Jesús, que nunca aceptó los aplausos ni se dejó seducir por la fama y el poder, en su última entrada a Jerusalén no sólo aprobó las palmas y las aclamaciones del pueblo, sino que él mismo organizó los preparativos del ingreso triunfal. Ordenó a dos de sus discípulos: «Vayan al caserío que está frente a ustedes. Al entrar, encontrarán atado un burrito que nadie ha montado todavía. Desátenlo y tráiganlo aquí…» (Lc 19,30) ¿Esto significa que Jesús había caído lamentablemente en la tentación del poder y de la vanagloria? De ninguna manera. En su entrada a Jerusalén, Jesús acepta que la multitud lo proclame rey, porque sabe que en los siguientes días, en esa ciudad, será condenado a morir en la cruz. Y entre todas las profecías del Antiguo Testamento que hablaban del Mesías, escogió la de Zacarías porque le pareció más adecuada a su mesianismo que termina en la crucifixión: «Salta de alegría, Sión -había escrito el profeta 520 años antes-, lanza gritos de júbilo, Jerusalén, porque se acerca tu rey, justo y victorioso, humilde y montado en un burro, en un joven borriquillo» (Zac 9,9).

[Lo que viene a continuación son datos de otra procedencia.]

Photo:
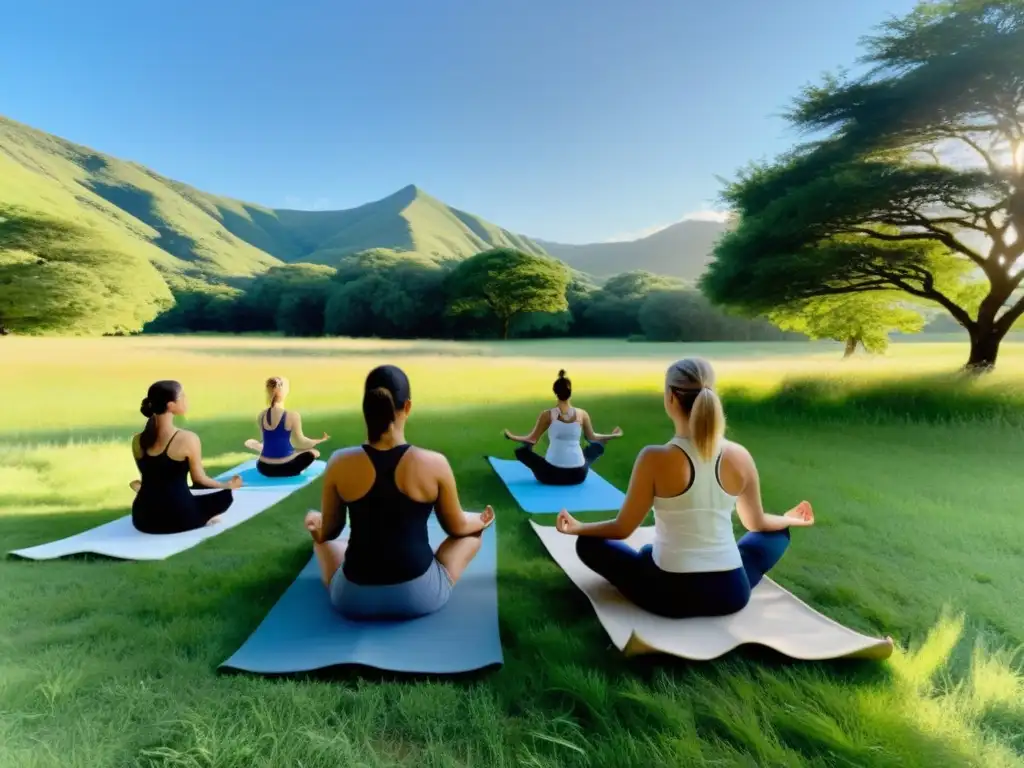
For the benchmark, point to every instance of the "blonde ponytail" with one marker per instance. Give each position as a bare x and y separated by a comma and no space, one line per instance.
707,423
692,382
276,387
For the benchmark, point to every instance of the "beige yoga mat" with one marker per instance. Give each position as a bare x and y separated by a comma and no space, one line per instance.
773,617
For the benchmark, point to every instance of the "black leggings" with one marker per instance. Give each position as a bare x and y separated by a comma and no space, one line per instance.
176,518
548,474
683,595
291,468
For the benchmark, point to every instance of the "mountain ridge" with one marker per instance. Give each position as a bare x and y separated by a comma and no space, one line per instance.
682,250
136,238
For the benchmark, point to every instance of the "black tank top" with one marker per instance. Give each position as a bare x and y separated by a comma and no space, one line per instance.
164,502
388,541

Nadie marcha alegre, como triunfador, hacia el quirófano ni al encuentro con la muerte. John Donne, el genial poeta inglés de los siglos XVI y XVII, decía que nadie duerme en la carreta que lo conduce al patíbulo y que, sin embargo, todos dormimos de la cuna a la sepultura o no estamos del todo despiertos. ¿Qué iba a hacer Jesús ante la sentencia de muerte que dictaron en su contra las autoridades judías y romanas? ¿Desdecirse, huir a un país lejano y así traicionar a su Padre? Iría hasta el final. Nada ni nadie podría detener la obra que el Padre había puesto en sus manos. Aceptará la muerte por la causa del reino de Dios. Abrazará por amor la cruz. Resuelto a encarar este destino trágico inició desde Galilea su marcha hacia Jerusalén, con paso firme y confiado en su Padre. Varias veces, durante el largo camino, anunció a los apóstoles su trágico final y también su resurrección, convencido de que Dios no abandona al justo en la persecución y en la muerte. Por eso podía dormir en la carreta que lo conducía al patíbulo y subir alegre y victorioso a la Ciudad de David que sería su cadalso.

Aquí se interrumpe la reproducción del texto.